Let’s ask a simple question – how specificity behaves in a multi class setting. Let’s do a thought experiment with 5-class classifier where we have a classifier that has achieved a sensitivity of 92% for all the 5 classes. And let’s assume the remaining 8% error in sensitivity is randomly distributed in the confusion matrix. For a case where ground truth as 100 labels in each of the classes, we can expect to get a confusion matrix of the following type:
What is the specificity for Class1? Note that since every class other than Class1 becomes the negative class, specificity = TN/(TN+FP) = 396/(396+4) = 99%.

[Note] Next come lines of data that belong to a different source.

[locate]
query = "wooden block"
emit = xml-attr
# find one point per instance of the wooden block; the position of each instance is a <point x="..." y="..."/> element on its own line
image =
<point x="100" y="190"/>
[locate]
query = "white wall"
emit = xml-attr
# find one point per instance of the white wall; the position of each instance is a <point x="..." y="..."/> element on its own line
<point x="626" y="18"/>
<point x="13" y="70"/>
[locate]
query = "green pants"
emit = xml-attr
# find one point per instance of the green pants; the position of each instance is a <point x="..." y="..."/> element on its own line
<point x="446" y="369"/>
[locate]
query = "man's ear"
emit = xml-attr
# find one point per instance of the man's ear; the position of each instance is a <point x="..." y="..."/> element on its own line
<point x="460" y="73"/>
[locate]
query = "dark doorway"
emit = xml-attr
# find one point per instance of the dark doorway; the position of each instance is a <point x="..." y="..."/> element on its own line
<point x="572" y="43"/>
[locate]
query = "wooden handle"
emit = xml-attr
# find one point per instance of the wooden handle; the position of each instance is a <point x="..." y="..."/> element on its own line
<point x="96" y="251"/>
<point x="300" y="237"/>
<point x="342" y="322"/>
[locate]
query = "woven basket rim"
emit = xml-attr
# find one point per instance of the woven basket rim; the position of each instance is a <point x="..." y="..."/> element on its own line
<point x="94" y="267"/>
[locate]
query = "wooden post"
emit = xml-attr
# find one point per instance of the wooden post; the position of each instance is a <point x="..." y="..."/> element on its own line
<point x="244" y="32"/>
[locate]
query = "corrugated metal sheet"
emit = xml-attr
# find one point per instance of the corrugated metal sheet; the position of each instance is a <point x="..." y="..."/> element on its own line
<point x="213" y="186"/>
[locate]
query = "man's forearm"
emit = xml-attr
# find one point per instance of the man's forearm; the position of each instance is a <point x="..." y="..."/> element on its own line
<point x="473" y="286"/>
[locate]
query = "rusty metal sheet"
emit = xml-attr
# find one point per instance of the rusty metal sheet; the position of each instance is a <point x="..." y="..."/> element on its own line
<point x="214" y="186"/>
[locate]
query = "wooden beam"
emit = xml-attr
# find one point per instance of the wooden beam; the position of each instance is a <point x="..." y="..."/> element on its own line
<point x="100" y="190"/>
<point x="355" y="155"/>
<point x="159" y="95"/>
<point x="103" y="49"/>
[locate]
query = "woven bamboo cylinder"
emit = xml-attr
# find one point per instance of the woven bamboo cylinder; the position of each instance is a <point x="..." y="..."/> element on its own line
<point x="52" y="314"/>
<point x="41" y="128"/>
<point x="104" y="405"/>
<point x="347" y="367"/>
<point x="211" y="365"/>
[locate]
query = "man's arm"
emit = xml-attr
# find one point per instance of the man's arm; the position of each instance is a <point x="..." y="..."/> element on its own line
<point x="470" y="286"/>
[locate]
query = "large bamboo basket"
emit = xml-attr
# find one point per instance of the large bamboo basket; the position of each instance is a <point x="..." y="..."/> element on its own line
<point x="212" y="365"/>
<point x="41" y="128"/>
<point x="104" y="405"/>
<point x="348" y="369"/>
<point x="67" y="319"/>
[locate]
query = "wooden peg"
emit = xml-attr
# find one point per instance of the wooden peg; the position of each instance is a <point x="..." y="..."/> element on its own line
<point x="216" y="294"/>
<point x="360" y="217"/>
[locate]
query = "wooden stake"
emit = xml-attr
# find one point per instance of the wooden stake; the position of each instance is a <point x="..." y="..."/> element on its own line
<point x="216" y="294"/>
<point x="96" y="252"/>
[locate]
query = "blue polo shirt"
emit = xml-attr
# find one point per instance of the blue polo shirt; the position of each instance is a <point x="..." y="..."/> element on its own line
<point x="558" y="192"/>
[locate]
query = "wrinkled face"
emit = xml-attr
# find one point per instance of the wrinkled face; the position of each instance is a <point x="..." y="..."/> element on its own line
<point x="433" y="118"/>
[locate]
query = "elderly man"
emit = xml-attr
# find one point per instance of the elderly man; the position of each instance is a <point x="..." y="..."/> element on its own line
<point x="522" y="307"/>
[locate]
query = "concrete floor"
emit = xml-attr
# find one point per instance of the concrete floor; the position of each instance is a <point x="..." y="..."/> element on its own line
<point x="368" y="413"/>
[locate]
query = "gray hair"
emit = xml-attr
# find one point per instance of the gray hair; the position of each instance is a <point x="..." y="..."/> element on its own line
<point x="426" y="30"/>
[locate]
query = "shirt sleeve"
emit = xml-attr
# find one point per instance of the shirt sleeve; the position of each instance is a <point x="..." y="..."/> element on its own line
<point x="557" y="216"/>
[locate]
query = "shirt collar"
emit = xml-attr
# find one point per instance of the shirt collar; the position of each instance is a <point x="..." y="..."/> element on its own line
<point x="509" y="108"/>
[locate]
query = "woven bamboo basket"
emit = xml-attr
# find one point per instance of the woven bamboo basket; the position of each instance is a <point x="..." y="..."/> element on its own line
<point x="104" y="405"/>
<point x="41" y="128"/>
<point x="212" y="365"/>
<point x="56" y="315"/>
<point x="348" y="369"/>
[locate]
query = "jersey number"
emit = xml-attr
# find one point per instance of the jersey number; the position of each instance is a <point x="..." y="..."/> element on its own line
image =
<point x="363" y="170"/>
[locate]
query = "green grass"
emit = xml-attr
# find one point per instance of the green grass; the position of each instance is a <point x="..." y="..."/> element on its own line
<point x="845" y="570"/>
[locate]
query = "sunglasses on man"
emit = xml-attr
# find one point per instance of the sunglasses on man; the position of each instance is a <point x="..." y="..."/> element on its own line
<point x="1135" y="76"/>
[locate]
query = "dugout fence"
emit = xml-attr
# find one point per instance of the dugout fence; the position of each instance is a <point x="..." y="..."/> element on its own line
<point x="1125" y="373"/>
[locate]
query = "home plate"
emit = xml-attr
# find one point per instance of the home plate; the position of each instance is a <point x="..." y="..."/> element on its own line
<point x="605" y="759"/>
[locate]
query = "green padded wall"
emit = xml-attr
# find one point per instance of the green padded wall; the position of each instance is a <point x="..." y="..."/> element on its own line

Just because TN >> FP we find that it is very easy to get high specificities for multi-class settings. And this effect of large specificities co-occurring with small sensitivities becomes more profound as number of classes grow even further. Now the question is how would this affect the ROC curve. Since most of the times specificities would be large, the curve starts at origin and tends to move vertically upwards (because 1- specificity would be really low). The curve can only go up, as we discussed the properties of ROC curve in answer to the question 1. This would give a misleading impression that the classifier is performing better than it is in reality. See the following example of an ROC curve from a 9-class classifier:
In the above case, the concerned class has sensitivity and precision of 95% and 94% at 0.5 threshold but the ROC curve is misleadingly showing it as a case of a near perfect classifier because specificity is more than 99%. This brings us to the next question.
- Since in multi-class settings it is more reasonable to measure sensitivity (aka recall) and precision (instead of specificity), what if we plot a similar curve between recall and 1-precision?
We will try to understand what happens when we plot a curve between recall (aka sensitivity) and 1-precision by varying thresholds. Let’s do a similar analysis as we did in the 1st question. We already know that on increasing the probability threshold the sensitivity would either decrease or wouldn’t change. What would happen to 1-precision when probability threshold is increased. 1-precision = FP/(TP+FP). We can rewrite this expression as 1/(1+(TP/FP)). Thus the ratio TP/FP governs the behaviour of 1-precision (Note that unlike sensitivity and 1-specificity we don’t have the luxury to say that the denominator is constant). And we have already seen in the answer to question 1 that on increasing the probability threshold, either TP will decrease, or FP will decrease or both TP and FP will decrease. This means that depending on whether TP decreases or FP decreases or both decrease and by how much degree, TP/FP and thus 1-precision may increase or decrease. An example of such a case is the following:
Observe the bottom-left corner to notice such a behaviour. This has certain consequences – AUC calculation is undefined in such a case because there is no well defined area under the curve due to the potential upward zig-zag in the curve. Since we can’t have AUC, we can’t predict the classifier performance simply as we would have, had we computed the area. But does that mean such a curve (which can be called PR curve) is totally useless? No, because we can still try to find a probability threshold that gives the sweet spot between precision and recall, which again happens to be closer to the topmost-leftmost corner of the curve.